RHÖN KLINIKUM selbst hatte Erlöse von etwa 2,65 Milliarden Euro in Aussicht gestellt.
Beim operativen Ergebnis (EBITDA) verbuchten die Franken ein Plus von 9,8 Prozent auf 337 Millionen Euro. Von dpa-AFX befragte Branchenexperten hatte auch hier im Schnitt mit mehr gerechnet. Das berichtete Ergebnis vor Zinsen, Steuern und Abschreibungen sei durch einen einmaligen, nicht-operativen Sondereffekt von 17 Millionen Millionen positiv beeinflusst, teilte RHÖN weiter mit.
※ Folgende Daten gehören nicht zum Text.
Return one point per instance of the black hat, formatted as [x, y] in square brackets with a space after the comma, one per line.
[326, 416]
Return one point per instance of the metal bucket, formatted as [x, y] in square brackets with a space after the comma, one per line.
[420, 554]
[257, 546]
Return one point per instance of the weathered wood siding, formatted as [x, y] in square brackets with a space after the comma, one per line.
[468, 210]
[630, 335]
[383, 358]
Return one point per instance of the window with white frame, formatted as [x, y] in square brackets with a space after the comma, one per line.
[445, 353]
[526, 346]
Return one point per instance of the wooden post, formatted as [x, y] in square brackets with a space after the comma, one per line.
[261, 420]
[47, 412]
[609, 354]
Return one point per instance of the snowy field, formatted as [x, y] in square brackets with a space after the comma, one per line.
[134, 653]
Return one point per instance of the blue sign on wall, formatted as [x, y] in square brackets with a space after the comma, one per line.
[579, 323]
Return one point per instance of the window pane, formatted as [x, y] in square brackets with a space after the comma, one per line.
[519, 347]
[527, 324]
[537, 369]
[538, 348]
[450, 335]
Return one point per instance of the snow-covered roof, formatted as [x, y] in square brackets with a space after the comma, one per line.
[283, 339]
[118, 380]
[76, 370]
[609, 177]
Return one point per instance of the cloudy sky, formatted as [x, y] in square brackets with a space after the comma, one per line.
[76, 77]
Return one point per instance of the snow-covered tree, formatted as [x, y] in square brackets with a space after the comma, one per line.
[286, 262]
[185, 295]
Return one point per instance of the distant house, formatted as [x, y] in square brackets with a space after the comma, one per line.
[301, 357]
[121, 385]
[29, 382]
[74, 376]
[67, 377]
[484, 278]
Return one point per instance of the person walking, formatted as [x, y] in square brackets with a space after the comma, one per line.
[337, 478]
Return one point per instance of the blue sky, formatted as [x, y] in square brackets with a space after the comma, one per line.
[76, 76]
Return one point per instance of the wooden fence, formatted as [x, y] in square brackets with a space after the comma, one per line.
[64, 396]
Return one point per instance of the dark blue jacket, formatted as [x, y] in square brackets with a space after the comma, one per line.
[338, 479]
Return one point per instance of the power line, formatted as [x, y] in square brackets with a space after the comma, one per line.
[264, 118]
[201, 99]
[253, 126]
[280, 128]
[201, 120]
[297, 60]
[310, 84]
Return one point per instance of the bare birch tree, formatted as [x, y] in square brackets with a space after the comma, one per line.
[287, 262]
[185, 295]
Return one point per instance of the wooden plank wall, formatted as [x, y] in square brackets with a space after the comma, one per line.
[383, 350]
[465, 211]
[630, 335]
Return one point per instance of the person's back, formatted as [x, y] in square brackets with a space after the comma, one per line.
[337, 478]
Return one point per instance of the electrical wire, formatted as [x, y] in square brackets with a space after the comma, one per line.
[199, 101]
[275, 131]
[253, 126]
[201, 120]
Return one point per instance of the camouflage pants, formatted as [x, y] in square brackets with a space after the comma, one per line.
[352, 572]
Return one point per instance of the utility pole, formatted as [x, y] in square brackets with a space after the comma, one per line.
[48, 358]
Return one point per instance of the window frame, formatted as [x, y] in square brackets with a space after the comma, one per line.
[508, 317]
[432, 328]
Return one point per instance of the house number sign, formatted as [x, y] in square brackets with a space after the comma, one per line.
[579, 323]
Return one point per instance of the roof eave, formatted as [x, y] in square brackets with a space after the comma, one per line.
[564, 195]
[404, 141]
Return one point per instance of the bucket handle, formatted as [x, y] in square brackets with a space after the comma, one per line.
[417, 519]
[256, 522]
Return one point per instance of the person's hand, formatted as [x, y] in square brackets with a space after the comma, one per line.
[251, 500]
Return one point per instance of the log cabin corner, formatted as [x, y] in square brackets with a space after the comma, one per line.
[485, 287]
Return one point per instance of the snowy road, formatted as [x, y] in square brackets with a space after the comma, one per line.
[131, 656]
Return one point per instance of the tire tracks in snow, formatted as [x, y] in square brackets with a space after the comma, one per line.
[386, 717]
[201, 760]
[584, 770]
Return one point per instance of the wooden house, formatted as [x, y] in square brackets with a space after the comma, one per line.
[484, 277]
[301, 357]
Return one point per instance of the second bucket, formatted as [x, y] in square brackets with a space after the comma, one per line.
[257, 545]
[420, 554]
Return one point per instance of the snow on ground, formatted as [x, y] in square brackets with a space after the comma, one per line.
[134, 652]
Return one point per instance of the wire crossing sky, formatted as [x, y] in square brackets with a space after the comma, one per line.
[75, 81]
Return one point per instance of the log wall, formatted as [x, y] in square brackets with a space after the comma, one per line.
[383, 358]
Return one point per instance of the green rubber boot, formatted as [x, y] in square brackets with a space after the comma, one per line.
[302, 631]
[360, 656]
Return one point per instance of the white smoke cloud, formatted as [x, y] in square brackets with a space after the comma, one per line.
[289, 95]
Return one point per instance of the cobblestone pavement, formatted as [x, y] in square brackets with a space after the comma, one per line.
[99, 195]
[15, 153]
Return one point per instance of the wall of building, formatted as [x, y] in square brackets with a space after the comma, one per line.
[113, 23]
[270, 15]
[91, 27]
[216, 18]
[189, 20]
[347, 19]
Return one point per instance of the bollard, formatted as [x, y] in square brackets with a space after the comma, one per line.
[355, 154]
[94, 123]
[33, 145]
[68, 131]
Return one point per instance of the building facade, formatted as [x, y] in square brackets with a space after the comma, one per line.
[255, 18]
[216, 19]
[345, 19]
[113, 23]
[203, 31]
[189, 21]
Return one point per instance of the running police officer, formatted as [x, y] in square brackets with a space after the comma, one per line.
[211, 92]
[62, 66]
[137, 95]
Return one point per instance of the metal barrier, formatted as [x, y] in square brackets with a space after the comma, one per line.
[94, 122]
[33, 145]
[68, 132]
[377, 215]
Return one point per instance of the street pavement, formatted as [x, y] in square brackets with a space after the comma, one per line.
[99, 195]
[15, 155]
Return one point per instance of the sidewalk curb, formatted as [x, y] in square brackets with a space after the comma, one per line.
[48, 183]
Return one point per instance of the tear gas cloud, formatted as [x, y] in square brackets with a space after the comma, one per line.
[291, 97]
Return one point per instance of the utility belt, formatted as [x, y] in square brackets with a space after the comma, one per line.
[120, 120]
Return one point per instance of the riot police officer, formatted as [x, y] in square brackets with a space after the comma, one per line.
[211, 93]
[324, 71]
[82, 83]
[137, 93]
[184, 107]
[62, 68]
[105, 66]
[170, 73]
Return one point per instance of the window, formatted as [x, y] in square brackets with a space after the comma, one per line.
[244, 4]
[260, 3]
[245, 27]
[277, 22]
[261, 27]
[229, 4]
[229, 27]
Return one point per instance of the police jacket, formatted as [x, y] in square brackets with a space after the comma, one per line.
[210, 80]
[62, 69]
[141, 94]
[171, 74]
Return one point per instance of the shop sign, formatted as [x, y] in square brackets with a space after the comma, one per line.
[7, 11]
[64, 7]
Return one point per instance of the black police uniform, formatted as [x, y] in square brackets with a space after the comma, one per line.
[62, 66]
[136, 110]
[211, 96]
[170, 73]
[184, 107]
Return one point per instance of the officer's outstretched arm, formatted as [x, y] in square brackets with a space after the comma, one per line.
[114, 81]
In den Kliniken der Gruppe wurden 2011 mehr als 2.277.000 Patienten behandelt. Dies entspricht einem Zuwachs von 11,5 Prozent gegenüber dem Vorjahr. Einen Ausblick auf 2012 erwarten Investoren im Laufe des Nachmittags, wenn in Wiesbaden die endgültige Entscheidung über den Verkauf des Minderheitsanteils an den kommunalen Dr. Horst-Schmidt-Kliniken Wiesbaden fällt. RHÖN gilt als Favorit.